Whilst the responses were largely supportive, some concerns were raised. Whilst none were identified as significant barriers to commencing the ADAPt pilot activity, they must be acknowledged and consideration given to them in later phases of the programme. The concerns have been grouped into themes below.
1. Differences in terminology and coding
There have been historical differences between terminology and coding used between NHS and private providers. These are now largely aligned; with all providers submitting data to PHIN as OCDS. The NHS is transitioning to SNOMED CT. There are differing approaches to resolving any remaining coding issues (e.g. supporting adoption with mapping as an interim). The ADAPt programme will take into consideration coding for pilot activity and subsequent recommendations, with support identified where required.
2. Governance and data sharing
Some concern over IG and data sharing were raised by respondents. Both PHIN and NHSD operate under strict legal basis and data sharing agreements. Directions, DPIA and DPN will be in place for any changes to data collections or data sharing between the organisations. The consultation noted that for pilot activity data sharing would be between providers involved in the pilots, PHIN and NHSD only.
3. Attribution of NHS records to NHS consultants
PHIN data collections are reported at hospital and consultant level, whilst the majority of NHS collections are at Trust level only. This is principally due to the differences in how care is delivered between private and NHS healthcare; however comparability of data between the two sectors would require improved recording and granularity within NHS data collections.
4. Need to retain ability of consultants to validate their own data
Linked to 3 above; whereas NHS data collections are validated and signed off at Trust level (albeit often with preceding validation at a service level), PHIN data is additionally validated at consultant level. The ability to maintain consultant level validation in future data collections is recognised and will need to be carefully considered for activity beyond pilot phases of the ADAPt programme.
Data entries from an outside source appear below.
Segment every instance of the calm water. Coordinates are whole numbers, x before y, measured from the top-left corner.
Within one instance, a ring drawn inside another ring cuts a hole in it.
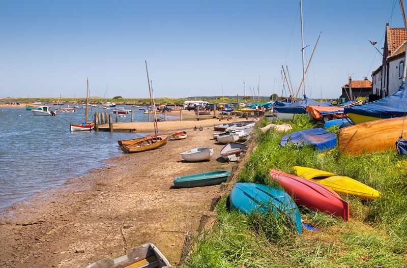
[[[49,106],[53,110],[56,105]],[[133,109],[134,122],[148,121],[144,111]],[[112,113],[113,109],[92,107],[89,118],[95,111]],[[118,150],[118,140],[146,136],[71,132],[70,123],[83,123],[84,115],[84,109],[46,116],[34,115],[25,107],[0,108],[0,212],[37,191],[62,185],[89,169],[103,166],[101,160],[122,154]],[[114,122],[115,115],[113,118]],[[119,122],[131,121],[131,114],[119,118]]]

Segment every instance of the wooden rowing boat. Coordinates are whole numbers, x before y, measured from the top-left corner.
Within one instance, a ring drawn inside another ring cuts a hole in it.
[[[358,156],[364,153],[396,151],[396,141],[404,125],[407,126],[407,118],[402,117],[342,128],[338,131],[339,153]]]
[[[125,153],[139,153],[164,146],[168,141],[168,135],[153,136],[141,139],[133,144],[122,145],[120,148]]]
[[[229,174],[230,171],[227,170],[198,173],[178,177],[172,182],[174,185],[180,188],[209,186],[226,182]]]

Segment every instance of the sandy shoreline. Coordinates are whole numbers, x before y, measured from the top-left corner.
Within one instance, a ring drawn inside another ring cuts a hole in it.
[[[42,191],[4,212],[0,266],[84,267],[147,243],[156,245],[176,264],[185,234],[196,231],[219,186],[177,189],[172,181],[188,174],[230,170],[234,164],[220,157],[224,145],[212,139],[212,126],[226,121],[158,123],[160,133],[180,128],[186,129],[188,136],[170,140],[156,150],[107,160],[105,167]],[[201,123],[203,131],[192,129]],[[141,125],[151,132],[151,124]],[[207,162],[188,163],[179,155],[210,146],[214,155]],[[126,224],[133,227],[123,228]],[[81,249],[84,253],[75,253]]]

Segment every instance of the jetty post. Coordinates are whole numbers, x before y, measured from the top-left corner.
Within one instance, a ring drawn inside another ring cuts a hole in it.
[[[98,112],[95,112],[95,130],[99,131],[99,114]]]
[[[111,114],[109,114],[109,131],[113,132],[113,120],[112,119]]]

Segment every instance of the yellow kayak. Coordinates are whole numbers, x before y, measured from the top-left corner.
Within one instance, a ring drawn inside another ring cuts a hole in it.
[[[297,176],[322,184],[342,195],[365,200],[376,199],[380,195],[379,191],[349,177],[308,167],[295,166],[293,168]]]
5. NHS numbers and overseas patients
Aligning data collections between NHSD and PHIN effectively would require common identifiers for patients. Within England (and Wales) this is the NHS Number, and is available for use by private providers. The difficulty comes for overseas patients in the private sector who would not currently be given an NHS number. NHS patients can simply opt out of aspects of data sharing, an approach which was available for non-English residents is required.
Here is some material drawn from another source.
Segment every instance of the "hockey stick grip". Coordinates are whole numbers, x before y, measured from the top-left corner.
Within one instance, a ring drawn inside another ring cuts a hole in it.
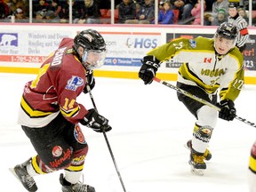
[[[220,108],[219,107],[213,105],[212,103],[210,103],[210,102],[208,102],[207,100],[203,100],[202,98],[199,98],[199,97],[197,97],[197,96],[196,96],[196,95],[193,95],[193,94],[191,94],[190,92],[188,92],[185,91],[185,90],[182,90],[182,89],[180,89],[180,88],[179,88],[179,87],[176,87],[176,86],[172,85],[172,84],[169,84],[169,83],[167,83],[167,82],[165,82],[165,81],[163,81],[163,80],[161,80],[160,78],[157,78],[157,77],[154,76],[154,77],[153,77],[153,80],[156,81],[156,82],[157,82],[157,83],[159,83],[159,84],[164,84],[164,85],[165,85],[165,86],[168,86],[169,88],[173,89],[173,90],[175,90],[176,92],[180,92],[180,93],[181,93],[181,94],[184,94],[184,95],[186,95],[186,96],[188,96],[188,97],[189,97],[189,98],[191,98],[191,99],[193,99],[193,100],[196,100],[196,101],[198,101],[198,102],[201,102],[201,103],[203,103],[203,104],[204,104],[204,105],[207,105],[207,106],[209,106],[209,107],[211,107],[211,108],[215,108],[215,109],[218,110],[218,111],[220,110]],[[241,117],[241,116],[238,116],[237,115],[236,115],[236,117],[235,117],[235,118],[237,119],[237,120],[239,120],[239,121],[241,121],[241,122],[244,122],[244,124],[249,124],[249,125],[256,128],[256,124],[254,124],[254,123],[252,123],[252,122],[250,122],[250,121],[248,121],[248,120],[245,119],[245,118],[243,118],[243,117]]]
6. Cost and Burden – implementation, access to NHS IT and training
It is recognised by the ADAPt programme that there may be an impact on cost and burden to providers both in delivering the pilots and subsequent recommendations. The programme has stated, and intends, to undertake pilot activities with those who currently have capabilities in place to submit data to NHSD. Burden will be minimised by the programme recommendations, and support and guidance for any subsequent implementation and access to NHS IT infrastructure provided. It is noted that during the response to COVID-19 many private providers submitted data to SUS, either through securing HSCN connectivity, or through XML middleware providers.
7. UK wide data collection
PHIN under the CMA Order have a legal basis for UK wide data collection. The NHS in the UK is devolved; NHSD remit is England only, although under direction for the Devolved Administrations may collect data on their behalf (an approach which has been utilised during the response to COVID-19). It is noted that the pilot activity will be England only.